Very Short Lifetime: The expected Orbit lifetime is very short. It is attached to a spacecraft (SIMPL) with a large solar panel experiment to be deployed from the ISS (image below). If the solar panels deploy as designed, the high drag will cause the spacecraft to re-enter in about one week. Even if there is slim chance that the panels fail to deploy, the experimental spacecraft which is quite large will still re-enter in a few weeks.


  • QIKcom-1 Presentation

    Operations in the Amateur Satellite Service: The transponder and beacon on QIKCOM-1 are operated in the Amateur Satellite Service to encourage amateur radio students, educators and experimenters around the world to contribute additional satellities to this constellation on 145.825 MHz or to build interesting self motivated remote sensors suitable for the uplink channel. See our ocean or bay oceanographic data buoys for examples. This kind of Amateur Radio experimentation fits well in the ITU rules (see QIKcom-1 ITU RULES) for operating in this service and well serve our educational and outreach goals for student projects encouraging young people to be interested in Science, Technology, Engineering and Math.

    The QIKcom-1 System is composed of three commercial off-the-shelf amateur packet radio modules from Byonics.com as shown above. On the left is the Power System board, and on the right is the main packet transponder module (the MT-TT4 all-in-one APRS packet system with internal RF transceiver). The MicroAmp-3 above it boosts that to 4 Watts. In the center vertically is the 4 Watt Beacon transmitter for use over North America and Europe to alert users on the national APRS channels that the satellite is in view (It only had A & B frequency selection, so only 2 continents could be covered). The final board is the combination power supply system and antenna release mechanism with the prototype shown in the lower right above.

    QIKcom-1 APRS Packet Transponder: The APRS packet transponder is an AX.25 Packet Radio Relay similar to what is flying on PCsat and the ISS. This ongoing mission in space on the original PCsat is now over 14 years old and pioneered this very popular operating mode via the ISS since 2006. Both of these missions deliver packets to users worldwide via the global network of volunteer ground stations feeding the two downlink capture pages: psat.aprs.org and ariss.net. These pages display live maps such as the one above, of the most recent user position data and capture all message traffic between users. See the APRS link budgets.

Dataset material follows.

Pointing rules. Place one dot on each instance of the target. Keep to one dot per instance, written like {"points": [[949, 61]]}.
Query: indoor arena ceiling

    QIKCOM-1 Integrated on top of the SIMPL Satellite: The image above shows the complete HISAT spacecraft with the QIKCOM-1 module on top. In this solid works view, the spacecraft is still attached to its separation plate which will separate it from the ISS and the solar panels are not deployed. The large solar panels will have significant drag and are the reason for the relatively short week or so life of the mission.

    Global Experimental Data Channel: QIKcom-1 is the 6th transponder in this initiative to encourage both new satellite construction in support of this experimental data channel and lower cost buoy and sensor experimentation at other schools as shown below. Today, the only AMSAT that is available for no cost to schools with such experiments are the Naval Academy's PCSATs. But with QIKcom-1 along with PCsat, ISS, and Psat (spring 2015) we hope to continue an ongoing full time presence in space to continue this support of the 145.825 data uplink channel for future experiments. To this end we hope other schools to either build additional 145.825 MHz relay satellites and/or to build experimental sensors. The complete QIKcom modules are commercial off-the-shelf items and easy to build inito spacecraft systems.